Mutterschutz

Das Sonderkündigungsrecht für Mütter bzw. werdende Mütter findet sich im Mutterschutzgesetz (MuSchG). Der besondere Kündigungsschutz gilt dabei für alle Arbeitnehmerinnen und Auszubildenden und unabhängig von der Dauer der Betriebszugehörigkeit der Betroffenen. Der Schutz beginnt ab der Schwangerschaft und der Informierung des Arbeitgebers hierüber und dauert gem. § 9 Abs. 1 S. 1 MuSchG an bis vier Monate nach der Entbindung. Der sog. nachwirkende Mutterschutz greift jedoch nur, soweit die Schwangerschaft durch eine Entbindung beendet wurde. Wird eine Fehlgeburt geboren, so ist das MuSchG nicht anwendbar.

Die Voraussetzungen für das Eingreifen des Mutterschutzgesetzes sind eine Schwangerschaft und die Kenntnis des Arbeitgebers hiervon.
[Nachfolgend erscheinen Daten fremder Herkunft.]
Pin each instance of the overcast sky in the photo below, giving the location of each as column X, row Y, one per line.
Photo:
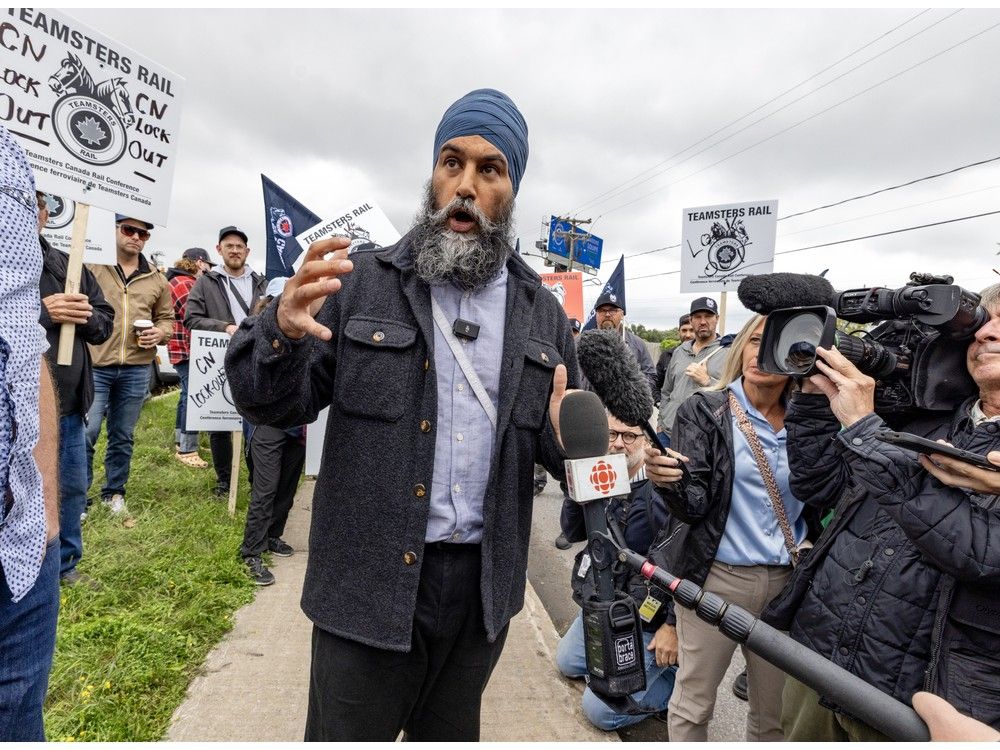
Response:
column 336, row 105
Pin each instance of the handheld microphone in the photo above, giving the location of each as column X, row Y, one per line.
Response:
column 612, row 631
column 869, row 704
column 613, row 372
column 767, row 292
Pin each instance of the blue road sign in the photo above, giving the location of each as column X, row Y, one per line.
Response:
column 586, row 252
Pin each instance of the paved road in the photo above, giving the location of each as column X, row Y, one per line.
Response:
column 549, row 571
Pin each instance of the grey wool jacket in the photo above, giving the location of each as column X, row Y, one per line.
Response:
column 377, row 374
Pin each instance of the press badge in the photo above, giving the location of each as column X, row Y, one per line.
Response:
column 649, row 608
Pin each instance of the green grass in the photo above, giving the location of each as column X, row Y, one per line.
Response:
column 171, row 583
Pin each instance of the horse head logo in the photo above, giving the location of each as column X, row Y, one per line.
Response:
column 70, row 76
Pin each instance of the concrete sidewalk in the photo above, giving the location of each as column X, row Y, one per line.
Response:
column 254, row 685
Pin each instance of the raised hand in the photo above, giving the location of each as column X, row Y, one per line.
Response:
column 850, row 391
column 305, row 293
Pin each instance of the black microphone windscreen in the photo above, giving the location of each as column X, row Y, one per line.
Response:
column 613, row 372
column 767, row 292
column 583, row 425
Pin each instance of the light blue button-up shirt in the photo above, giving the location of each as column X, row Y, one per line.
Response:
column 465, row 438
column 752, row 535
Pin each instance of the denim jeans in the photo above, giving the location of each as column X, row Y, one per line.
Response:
column 187, row 442
column 27, row 640
column 72, row 489
column 572, row 662
column 119, row 392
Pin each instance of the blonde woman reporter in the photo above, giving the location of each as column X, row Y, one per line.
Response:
column 744, row 528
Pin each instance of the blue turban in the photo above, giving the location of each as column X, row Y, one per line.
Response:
column 491, row 114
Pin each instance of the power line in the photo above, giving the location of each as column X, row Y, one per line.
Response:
column 854, row 198
column 751, row 112
column 893, row 187
column 842, row 242
column 805, row 120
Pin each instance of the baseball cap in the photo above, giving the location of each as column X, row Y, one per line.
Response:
column 197, row 253
column 706, row 304
column 609, row 298
column 232, row 230
column 119, row 218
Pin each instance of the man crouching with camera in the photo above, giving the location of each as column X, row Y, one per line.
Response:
column 902, row 587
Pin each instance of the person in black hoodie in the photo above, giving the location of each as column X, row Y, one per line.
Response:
column 94, row 319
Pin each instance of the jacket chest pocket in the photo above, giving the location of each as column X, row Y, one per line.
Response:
column 375, row 368
column 532, row 403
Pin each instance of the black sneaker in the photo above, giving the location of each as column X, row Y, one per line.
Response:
column 740, row 686
column 261, row 575
column 280, row 547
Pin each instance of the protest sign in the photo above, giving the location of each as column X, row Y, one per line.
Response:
column 100, row 244
column 363, row 223
column 721, row 245
column 210, row 405
column 98, row 121
column 568, row 289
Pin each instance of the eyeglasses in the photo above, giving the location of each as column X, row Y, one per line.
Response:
column 627, row 437
column 130, row 231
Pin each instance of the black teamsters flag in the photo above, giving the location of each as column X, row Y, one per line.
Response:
column 284, row 218
column 615, row 286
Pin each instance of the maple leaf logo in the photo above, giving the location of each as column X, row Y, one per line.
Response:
column 91, row 131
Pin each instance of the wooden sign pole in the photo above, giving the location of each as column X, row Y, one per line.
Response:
column 234, row 479
column 73, row 273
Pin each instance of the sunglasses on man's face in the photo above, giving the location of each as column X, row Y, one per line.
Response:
column 130, row 231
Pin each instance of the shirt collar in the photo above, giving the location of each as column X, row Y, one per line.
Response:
column 978, row 416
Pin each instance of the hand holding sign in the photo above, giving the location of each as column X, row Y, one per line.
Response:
column 308, row 289
column 68, row 308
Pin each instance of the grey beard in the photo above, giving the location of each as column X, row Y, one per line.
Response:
column 470, row 261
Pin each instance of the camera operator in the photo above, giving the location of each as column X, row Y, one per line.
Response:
column 745, row 529
column 640, row 517
column 901, row 588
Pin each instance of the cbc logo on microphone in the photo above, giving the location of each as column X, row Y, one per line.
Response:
column 603, row 477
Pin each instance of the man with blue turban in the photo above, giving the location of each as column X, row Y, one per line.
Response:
column 444, row 364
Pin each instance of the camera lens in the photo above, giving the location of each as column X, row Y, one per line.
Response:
column 795, row 350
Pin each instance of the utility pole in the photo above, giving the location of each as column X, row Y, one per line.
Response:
column 572, row 237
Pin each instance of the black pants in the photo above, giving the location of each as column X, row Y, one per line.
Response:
column 222, row 457
column 434, row 692
column 276, row 461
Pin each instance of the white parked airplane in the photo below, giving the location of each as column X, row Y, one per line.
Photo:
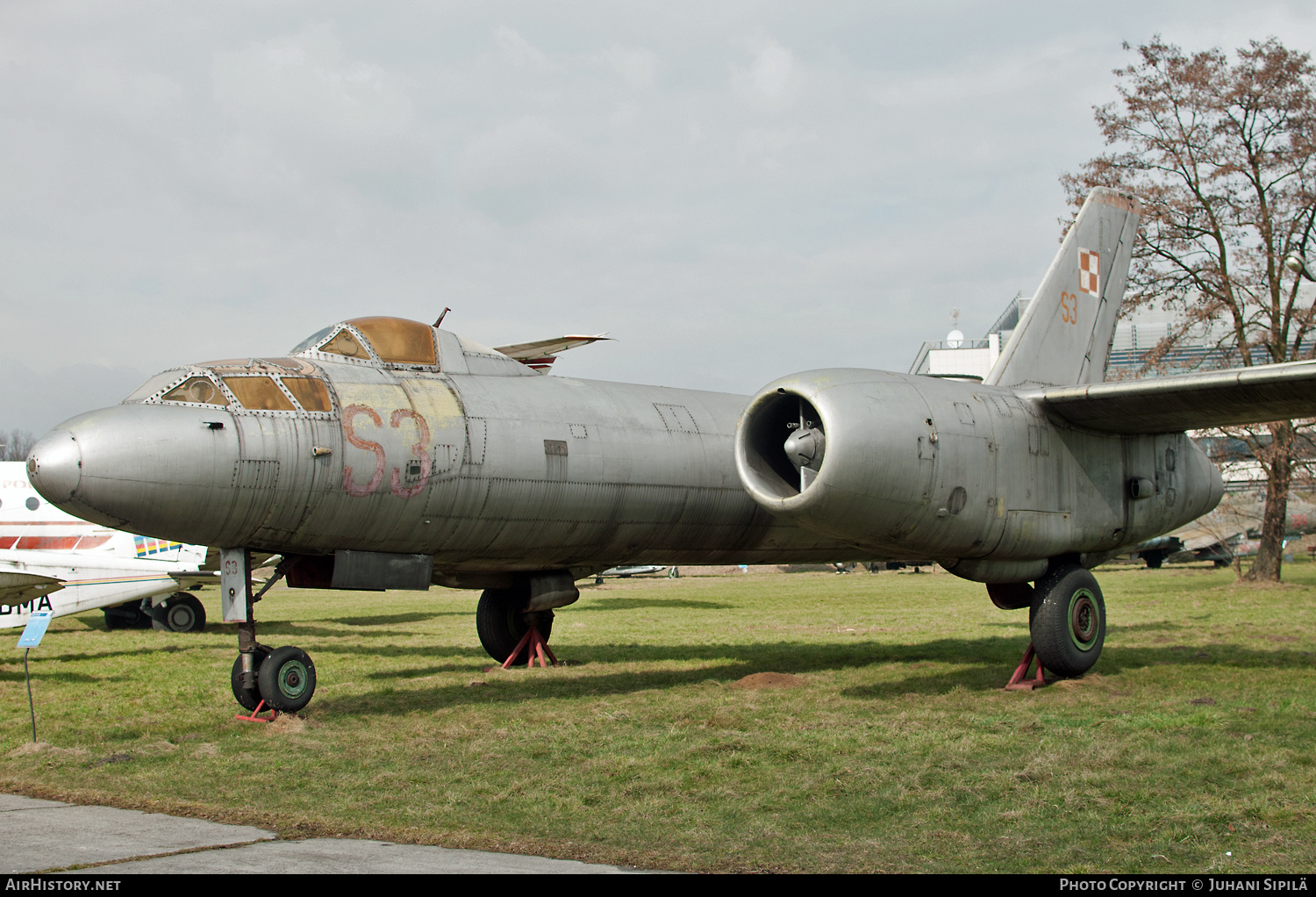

Ob der Arbeitgeber durch die werdende Mutter selbst oder auf anderem Wege von der Schwangerschaft bzw. der Entbindung erfahren hat, ist für die Anwendbarkeit des besonderen Kündigungsschutzes unerheblich.

Hatte der Arbeitgeber im Zeitpunkt einer bereits ausgesprochenen Kündigung keine Kenntnis von der Schwangerschaft oder der Entbindung, so kann die Betroffene die Informierung des Arbeitgebers noch zwei Wochen nach Zugang der Kündigung nachholen. Wird diese Frist versäumt, so greift der Kündigungsschutz nur dann, wenn die 2-Wochen-Frist unverschuldet verstrichen lassen wurde.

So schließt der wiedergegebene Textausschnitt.